Non mi dilungo in particolari. Ma continuo a dolermi per il fatto che alla fine non si è potuta fare a fondo opera di verità. Ed ora, senza un contraddittorio o un dibattito preliminare, si rischia di offrire ai cittadini che vedranno il film un´immagine quasi distorta del mondo operaio. Non è questo il modo corretto per mostrare «l'etica del lavoro» e avvicinare la gente ai problemi difficili del mondo operaio.
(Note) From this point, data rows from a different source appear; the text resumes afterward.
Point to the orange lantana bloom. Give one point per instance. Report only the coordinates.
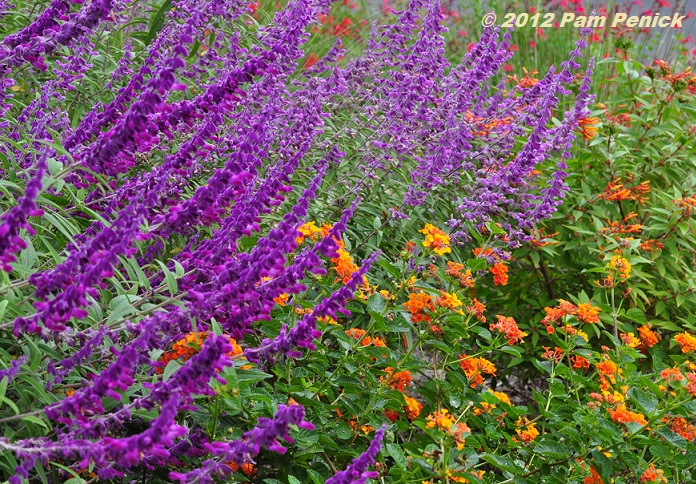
(508, 327)
(475, 368)
(417, 304)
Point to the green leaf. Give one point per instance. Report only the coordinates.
(376, 303)
(635, 314)
(645, 401)
(602, 465)
(343, 431)
(502, 462)
(170, 369)
(169, 278)
(553, 450)
(477, 264)
(398, 455)
(315, 476)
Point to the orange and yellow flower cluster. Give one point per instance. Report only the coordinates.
(436, 239)
(188, 346)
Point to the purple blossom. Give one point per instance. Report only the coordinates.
(264, 436)
(356, 472)
(12, 371)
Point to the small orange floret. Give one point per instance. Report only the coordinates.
(686, 341)
(499, 271)
(417, 304)
(623, 415)
(653, 475)
(587, 313)
(475, 368)
(399, 380)
(436, 239)
(508, 327)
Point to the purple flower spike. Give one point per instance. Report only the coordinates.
(356, 472)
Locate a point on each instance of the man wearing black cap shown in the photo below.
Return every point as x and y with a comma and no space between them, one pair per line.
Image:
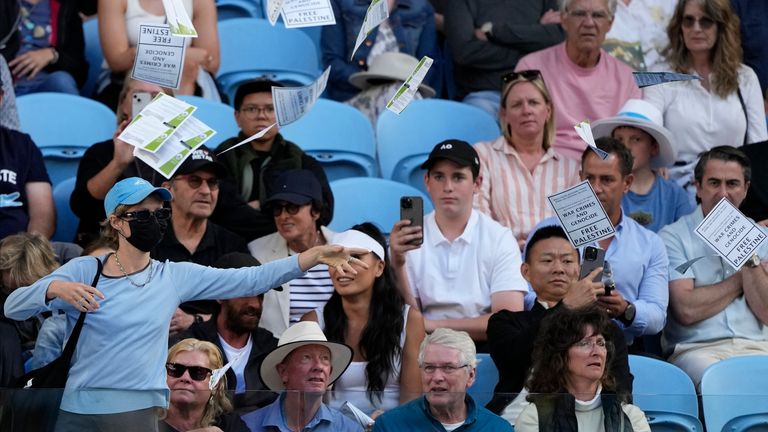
256,166
190,235
468,265
235,331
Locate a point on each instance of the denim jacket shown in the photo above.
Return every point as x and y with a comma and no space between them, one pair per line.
412,22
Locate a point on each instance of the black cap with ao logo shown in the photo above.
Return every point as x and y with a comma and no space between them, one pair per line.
454,150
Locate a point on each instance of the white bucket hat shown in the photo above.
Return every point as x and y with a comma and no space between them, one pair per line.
392,66
296,336
646,117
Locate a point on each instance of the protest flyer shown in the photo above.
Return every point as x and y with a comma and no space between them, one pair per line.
307,13
291,103
581,214
730,234
404,95
155,124
377,12
186,138
159,56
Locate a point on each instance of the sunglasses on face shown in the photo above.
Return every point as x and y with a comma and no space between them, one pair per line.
196,181
197,373
144,215
705,23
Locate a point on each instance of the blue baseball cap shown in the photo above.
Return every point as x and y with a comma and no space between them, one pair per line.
132,191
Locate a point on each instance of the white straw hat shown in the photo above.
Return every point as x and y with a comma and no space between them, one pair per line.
391,66
296,336
646,117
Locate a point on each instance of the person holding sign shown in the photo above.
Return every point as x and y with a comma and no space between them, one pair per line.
716,312
522,167
637,256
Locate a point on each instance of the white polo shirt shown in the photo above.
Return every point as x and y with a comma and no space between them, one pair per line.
455,280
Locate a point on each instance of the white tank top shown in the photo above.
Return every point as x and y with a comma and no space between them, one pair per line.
352,384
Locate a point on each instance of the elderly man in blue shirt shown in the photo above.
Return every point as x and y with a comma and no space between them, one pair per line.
716,312
302,367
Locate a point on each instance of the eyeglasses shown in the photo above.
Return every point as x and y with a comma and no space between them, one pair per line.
255,110
144,215
529,75
292,209
446,369
581,15
197,373
196,181
705,23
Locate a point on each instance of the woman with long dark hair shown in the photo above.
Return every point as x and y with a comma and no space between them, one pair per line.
367,312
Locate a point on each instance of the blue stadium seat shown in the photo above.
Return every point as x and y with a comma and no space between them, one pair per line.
66,221
63,126
218,115
404,141
229,9
93,55
486,379
338,136
734,394
666,394
255,48
369,199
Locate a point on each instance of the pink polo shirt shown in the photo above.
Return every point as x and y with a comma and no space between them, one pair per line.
581,93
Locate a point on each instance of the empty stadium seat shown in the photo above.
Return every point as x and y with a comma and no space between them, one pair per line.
734,394
217,115
63,126
404,141
666,394
338,136
485,381
368,199
66,221
255,48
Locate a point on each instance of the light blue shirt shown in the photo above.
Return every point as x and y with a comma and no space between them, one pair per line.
736,320
272,418
118,365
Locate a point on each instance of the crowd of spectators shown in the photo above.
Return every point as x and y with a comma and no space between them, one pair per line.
230,261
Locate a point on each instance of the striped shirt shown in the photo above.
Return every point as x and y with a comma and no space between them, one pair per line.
512,195
310,291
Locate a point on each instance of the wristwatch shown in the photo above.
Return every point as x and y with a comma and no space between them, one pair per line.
628,316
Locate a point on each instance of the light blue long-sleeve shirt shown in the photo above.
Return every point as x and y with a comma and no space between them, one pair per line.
118,365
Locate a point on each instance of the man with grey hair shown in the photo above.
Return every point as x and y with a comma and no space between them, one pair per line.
585,81
447,362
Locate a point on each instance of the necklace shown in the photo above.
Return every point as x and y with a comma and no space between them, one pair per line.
120,266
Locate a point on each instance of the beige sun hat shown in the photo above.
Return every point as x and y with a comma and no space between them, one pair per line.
646,117
296,336
391,66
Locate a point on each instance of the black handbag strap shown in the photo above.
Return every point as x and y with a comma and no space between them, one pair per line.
69,349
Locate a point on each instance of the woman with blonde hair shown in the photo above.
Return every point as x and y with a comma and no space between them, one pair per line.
724,106
195,404
521,167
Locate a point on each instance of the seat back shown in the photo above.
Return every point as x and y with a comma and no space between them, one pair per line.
63,126
368,199
255,48
735,392
338,136
404,141
66,221
485,381
217,115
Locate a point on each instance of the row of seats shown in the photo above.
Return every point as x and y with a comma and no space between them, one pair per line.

L'opinione pubblica è stanca di cliché e di stereotipi. Qui riposa il fondo della mia critica. Il sindacato nel suo insieme non è riducibile (per fortuna) alla versione antagonista e conflittuale coltivata nel tempo dai partiti e dai movimenti della sinistra radicale. C´è stato, e c´è ancora in Italia, un dibattito forte nella società civile, nel sindacato e nelle fabbriche su quali alternative occorrano per l´incontro e la sinergia di capitale e lavoro, per legare il salario alla produttività, senza rinnegare il momento del conflitto che resta punto fermo e vitale di una autentica democrazia. Purtroppo, questo spirito non circola nel film di Francesca Comencini, che tra l´altro non tocca in proposito nemmeno a fondo, come si dovrebbe, alcuni temi cruciali: dalle sottovalutazioni di una parte del sindacato e della sinistra sul fenomeno del terrorismo nei primi anni settanta, alla spaccatura e l´articolazione delle posizioni sul referendum sulla scala mobile nei primi anni ottanta, che vide la Cisl e la Uil unite nel portare avanti una linea responsabile e partecipativa, fino alle scelte positive e unitarie degli anni novanta per la concertazione, vero e proprio spartiacque nella storia delle relazioni industriali in Italia.
Per questo insieme di questioni, non irrilevanti, il film della Comencini non ci ha soddisfatto, e non tanto per questioni riguardanti la sua qualità di regista. Una rappresentazione è giustamente sempre personale, ma la realtà storica e quella dei fatti non può essere dimenticata o fuorviata.
Altrimenti si finisce col perdere il bandolo del giudizio sulle cause vere che hanno portato il mondo operaio a perdere terreno nella realtà mediatica e nelle stesse vicende politiche, economiche e sociali del nostro paese.
*Segretario Generale Cisl
Gentile Bonanni, con tutta la stima che le portiamo, non riusciamo a leggere nella sua precisazione nulla di diverso da ciò che ci ha spinti a commentare la vicenda in quel modo. Grazie e buon lavoro.